Even if the prison manages to separate youngsters in pointe Blanche from the adult population, and even if this does not lead to solitary confinement, there are still challenges. Many of these youngsters are desperate for counseling, and they are not getting it – or at least not enough. In the recent past such counseling has been offered to the Ministry of Justice for free, but this offer fell on deaf ears – leaving inmates young and old to their own devices.

The effect of this form of neglect is devastating. Not only do inmates become unruly within the prison walls, they are also more likely to go back to their criminal ways after they have served their sentence. Counseling during detention – certainly when it is offered for free – therefore seems to be a no-brainer, but the decision makers in this field seemingly fail to grasp this.

Here is the op-ed from the New York Times, followed by the two reactions.

“States are sending fewer and fewer children to juvenile correctional facilities, partly in response to research showing that locking up young people increase the risk that they will eventually drop out of school and become permanently entangled with the justice system.

This is all to the good. But dealing with low-risk children through community-guidance programs leaves behind a population of severely troubled children who often wind up in solitary confinement instead of receiving the special help they need.

The Justice Department, which has already required several jurisdictions to improve the care of children in custody, underscored that point last month when it settled a long-running lawsuit against the State of Ohio. Under the new agreement, Ohio will sharply reduce and eventually end solitary confinement. It will also ensure that young people receive individual mental health treatment and educational services with the aim of preventing the disruptive behaviors that led to the confinement in the first place.

Solitary confinement, which can lead to mental problems for adults, is especially damaging for children, who are more fragile emotionally. A 2002 Justice Department investigation showed that young people experience symptoms of paranoia, anxiety and depression even after very short periods of isolation. Extended isolation can lead to suicide. According to one national study, half the suicides reported in juvenile facilities were committed by young people in isolation, and in nearly two-thirds of the cases there was some history of solitary confinement.

The conditions of mentally ill or disabled children, who have poor impulse control to begin with, are made far worse when they spend 23 hours in isolation without therapeutic services. Not surprisingly, they emerge angrier and more troubled than when they entered, which means they act out and are shut away yet again.

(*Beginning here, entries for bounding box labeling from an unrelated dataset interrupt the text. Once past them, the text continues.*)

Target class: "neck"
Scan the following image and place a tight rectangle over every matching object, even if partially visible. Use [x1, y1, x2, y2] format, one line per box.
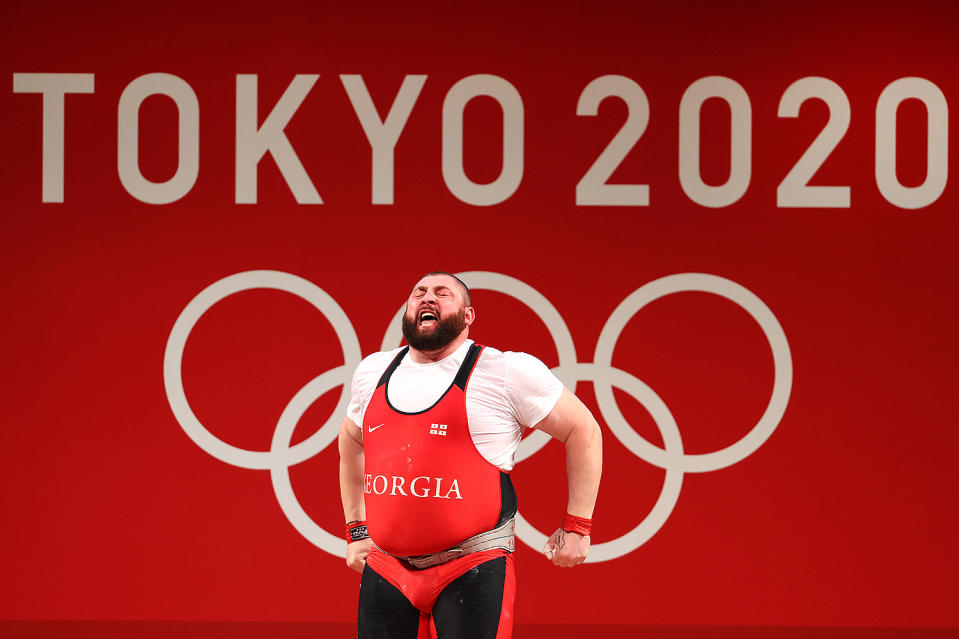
[410, 330, 469, 364]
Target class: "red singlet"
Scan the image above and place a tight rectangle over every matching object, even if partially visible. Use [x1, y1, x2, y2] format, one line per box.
[363, 344, 515, 556]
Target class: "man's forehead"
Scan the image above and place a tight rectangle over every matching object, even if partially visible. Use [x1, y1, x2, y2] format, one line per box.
[413, 275, 459, 291]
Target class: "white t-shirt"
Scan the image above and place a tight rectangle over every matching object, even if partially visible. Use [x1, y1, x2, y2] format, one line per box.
[346, 340, 563, 471]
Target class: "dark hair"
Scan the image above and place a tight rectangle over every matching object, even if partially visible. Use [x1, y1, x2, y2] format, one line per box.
[423, 271, 472, 306]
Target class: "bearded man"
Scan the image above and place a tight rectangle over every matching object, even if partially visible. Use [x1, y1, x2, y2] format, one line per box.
[339, 271, 602, 639]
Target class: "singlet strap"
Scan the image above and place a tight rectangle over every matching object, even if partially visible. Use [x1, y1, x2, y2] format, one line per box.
[376, 346, 410, 388]
[453, 343, 483, 391]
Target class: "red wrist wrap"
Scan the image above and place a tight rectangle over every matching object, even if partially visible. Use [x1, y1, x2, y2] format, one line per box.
[346, 521, 370, 543]
[560, 513, 593, 537]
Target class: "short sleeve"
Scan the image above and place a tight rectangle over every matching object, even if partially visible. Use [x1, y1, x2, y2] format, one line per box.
[346, 348, 399, 428]
[505, 352, 563, 427]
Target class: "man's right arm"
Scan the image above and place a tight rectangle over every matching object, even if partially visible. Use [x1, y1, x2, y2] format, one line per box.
[338, 417, 371, 572]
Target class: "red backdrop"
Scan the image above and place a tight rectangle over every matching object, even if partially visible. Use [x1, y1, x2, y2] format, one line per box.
[0, 2, 959, 636]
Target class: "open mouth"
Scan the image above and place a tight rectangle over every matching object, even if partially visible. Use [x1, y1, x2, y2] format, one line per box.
[418, 310, 439, 326]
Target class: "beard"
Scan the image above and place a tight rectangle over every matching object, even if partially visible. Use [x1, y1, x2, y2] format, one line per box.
[403, 308, 466, 351]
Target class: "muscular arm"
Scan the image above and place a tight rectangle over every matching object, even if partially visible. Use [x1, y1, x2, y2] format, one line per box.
[535, 388, 603, 566]
[338, 417, 370, 572]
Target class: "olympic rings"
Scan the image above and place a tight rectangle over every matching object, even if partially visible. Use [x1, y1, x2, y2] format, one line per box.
[163, 271, 793, 562]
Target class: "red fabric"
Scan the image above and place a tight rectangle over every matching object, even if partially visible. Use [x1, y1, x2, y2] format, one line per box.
[362, 348, 502, 556]
[560, 513, 593, 537]
[366, 548, 516, 612]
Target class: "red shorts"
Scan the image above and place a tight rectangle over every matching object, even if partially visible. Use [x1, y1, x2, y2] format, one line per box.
[359, 547, 516, 639]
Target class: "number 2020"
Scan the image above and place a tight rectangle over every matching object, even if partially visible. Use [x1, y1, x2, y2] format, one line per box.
[576, 75, 949, 209]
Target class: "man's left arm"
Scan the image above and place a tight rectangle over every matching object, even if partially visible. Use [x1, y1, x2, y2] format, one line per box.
[534, 388, 603, 566]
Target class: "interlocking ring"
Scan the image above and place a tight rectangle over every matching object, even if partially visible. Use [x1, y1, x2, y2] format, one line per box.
[163, 271, 793, 562]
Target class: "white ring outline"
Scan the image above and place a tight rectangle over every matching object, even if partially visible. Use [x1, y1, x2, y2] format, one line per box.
[593, 273, 793, 473]
[163, 271, 362, 470]
[163, 270, 793, 562]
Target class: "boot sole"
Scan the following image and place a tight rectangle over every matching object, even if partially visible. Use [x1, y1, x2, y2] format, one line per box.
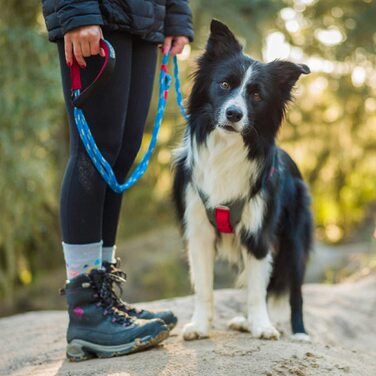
[67, 330, 169, 362]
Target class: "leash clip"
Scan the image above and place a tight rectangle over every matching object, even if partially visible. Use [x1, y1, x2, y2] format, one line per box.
[70, 39, 115, 108]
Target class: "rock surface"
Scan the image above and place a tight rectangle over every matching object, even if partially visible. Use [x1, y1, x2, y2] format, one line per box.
[0, 275, 376, 376]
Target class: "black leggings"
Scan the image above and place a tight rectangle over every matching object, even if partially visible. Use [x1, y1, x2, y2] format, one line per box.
[58, 32, 157, 246]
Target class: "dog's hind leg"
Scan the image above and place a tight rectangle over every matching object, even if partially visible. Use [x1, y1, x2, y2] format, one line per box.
[242, 249, 279, 339]
[183, 187, 216, 340]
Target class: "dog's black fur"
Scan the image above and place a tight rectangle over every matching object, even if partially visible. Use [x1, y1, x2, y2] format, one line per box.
[173, 21, 313, 333]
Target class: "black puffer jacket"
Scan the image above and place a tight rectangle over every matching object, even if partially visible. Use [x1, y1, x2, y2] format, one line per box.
[42, 0, 193, 43]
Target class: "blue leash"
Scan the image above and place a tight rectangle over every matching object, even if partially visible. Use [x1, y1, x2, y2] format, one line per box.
[72, 40, 188, 193]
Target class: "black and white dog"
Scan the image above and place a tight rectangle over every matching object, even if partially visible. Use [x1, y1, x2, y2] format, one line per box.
[173, 20, 313, 340]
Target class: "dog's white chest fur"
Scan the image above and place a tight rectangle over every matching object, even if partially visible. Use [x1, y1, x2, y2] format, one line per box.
[192, 130, 257, 207]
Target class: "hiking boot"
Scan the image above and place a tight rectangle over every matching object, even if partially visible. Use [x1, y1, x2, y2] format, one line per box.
[103, 258, 178, 330]
[65, 270, 169, 361]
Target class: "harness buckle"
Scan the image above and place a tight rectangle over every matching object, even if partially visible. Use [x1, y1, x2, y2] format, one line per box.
[214, 205, 234, 234]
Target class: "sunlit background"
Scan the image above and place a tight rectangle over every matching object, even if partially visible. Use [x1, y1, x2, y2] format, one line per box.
[0, 0, 376, 315]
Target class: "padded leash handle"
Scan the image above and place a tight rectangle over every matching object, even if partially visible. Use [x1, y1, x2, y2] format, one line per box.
[70, 39, 116, 108]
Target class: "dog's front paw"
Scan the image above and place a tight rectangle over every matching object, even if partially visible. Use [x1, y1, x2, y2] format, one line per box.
[251, 324, 280, 339]
[183, 322, 209, 341]
[227, 316, 249, 332]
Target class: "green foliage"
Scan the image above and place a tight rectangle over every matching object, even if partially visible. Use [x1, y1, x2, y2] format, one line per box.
[0, 1, 63, 294]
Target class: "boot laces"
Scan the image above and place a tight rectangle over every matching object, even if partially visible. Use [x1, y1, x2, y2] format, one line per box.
[108, 265, 143, 316]
[92, 273, 133, 326]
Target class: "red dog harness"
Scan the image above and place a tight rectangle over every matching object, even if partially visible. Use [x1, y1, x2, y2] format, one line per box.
[197, 155, 277, 234]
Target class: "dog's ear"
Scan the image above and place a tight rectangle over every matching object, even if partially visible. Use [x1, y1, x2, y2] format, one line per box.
[268, 60, 311, 91]
[205, 20, 243, 58]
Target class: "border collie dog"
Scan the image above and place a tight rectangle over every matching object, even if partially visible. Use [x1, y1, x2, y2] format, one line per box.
[173, 20, 313, 340]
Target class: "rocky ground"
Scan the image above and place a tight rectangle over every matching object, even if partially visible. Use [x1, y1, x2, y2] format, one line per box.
[0, 275, 376, 376]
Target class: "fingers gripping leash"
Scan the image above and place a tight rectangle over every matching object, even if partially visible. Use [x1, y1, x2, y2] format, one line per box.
[70, 39, 188, 193]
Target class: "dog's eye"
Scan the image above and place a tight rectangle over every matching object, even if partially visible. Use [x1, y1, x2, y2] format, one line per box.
[219, 81, 230, 90]
[251, 91, 261, 102]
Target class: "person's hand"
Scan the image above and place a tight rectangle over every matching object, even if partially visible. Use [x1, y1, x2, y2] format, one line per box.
[64, 25, 105, 68]
[162, 36, 189, 56]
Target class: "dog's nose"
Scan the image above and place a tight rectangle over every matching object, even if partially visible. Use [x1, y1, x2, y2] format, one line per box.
[226, 106, 243, 123]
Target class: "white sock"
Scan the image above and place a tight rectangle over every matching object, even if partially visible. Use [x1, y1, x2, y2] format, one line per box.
[102, 245, 116, 264]
[62, 241, 103, 279]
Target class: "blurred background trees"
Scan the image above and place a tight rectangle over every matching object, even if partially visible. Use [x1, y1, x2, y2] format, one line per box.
[0, 0, 376, 314]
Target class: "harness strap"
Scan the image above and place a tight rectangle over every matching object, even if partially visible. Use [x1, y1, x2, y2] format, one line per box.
[197, 151, 278, 234]
[197, 189, 247, 234]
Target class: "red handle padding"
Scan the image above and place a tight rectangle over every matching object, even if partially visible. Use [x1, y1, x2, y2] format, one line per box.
[70, 39, 115, 107]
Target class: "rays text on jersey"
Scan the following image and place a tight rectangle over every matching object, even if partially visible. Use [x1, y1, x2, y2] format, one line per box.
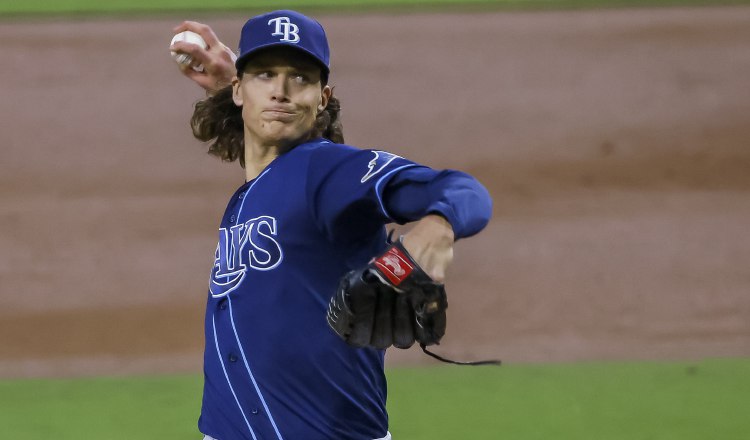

The Justice Department’s settlement with Ohio puts states on notice that solitary policies need to change. If adopted nationally, the principles in that settlement would go a long way toward humanizing juvenile detention.”

The editorial triggered the following reaction from Abby Anderson, the executive director of the Connecticut Juvenile Justice Alliance in Bridgeport.

“Solitary confinement in juvenile facilities places children in harm’s way. They are at even greater risk of isolation in adult jails and prisons.

To comply with federal laws that mandate that inmates under 18 be separated from adults, states commonly place children in solitary “for their own protection.” While this practice may protect them from physical and sexual abuse at the hands of older prisoners, the psychological harm is profound and often permanent.

The Equal Justice Initiative estimates that 10,000 American children are housed in adult jails and prisons on any given day. Ten states continue to set the default age of adult prosecution below 18. All states have transfer laws that allow cases to be moved to adult court.

In Connecticut, children in the child welfare system convicted of no crime can be held in adult prison if a judge orders it.

The single most effective way to end the practice of solitary confinement for children is keep them out of adult jails and prisons.”

A second reaction came from Samuel B. Ross Jr., founder of Green Chimneys, a nonprofit organization that provides residential services to special-needs young people.

The effort by many states not to send young people to juvenile detention facilities is sound. You are right that young people should receive individual mental health treatment and educational services with the aim of preventing the disruptive behaviors that led to confinement.

There has been a great deal said about the cost of not caring. The trend seems to be redirecting spending, and just as mental hospitals are closed, so residential treatment center facilities have been limited by curtailing additional beds for those who might need them. It is unfortunate to see this happening.

Children with educational, intellectual, social, behavioral, emotional and developmental problems are being excluded from local public schools. Parents are forced to seek help when this occurs. We must provide the necessary facilities or face a lifetime of failure for many young people.”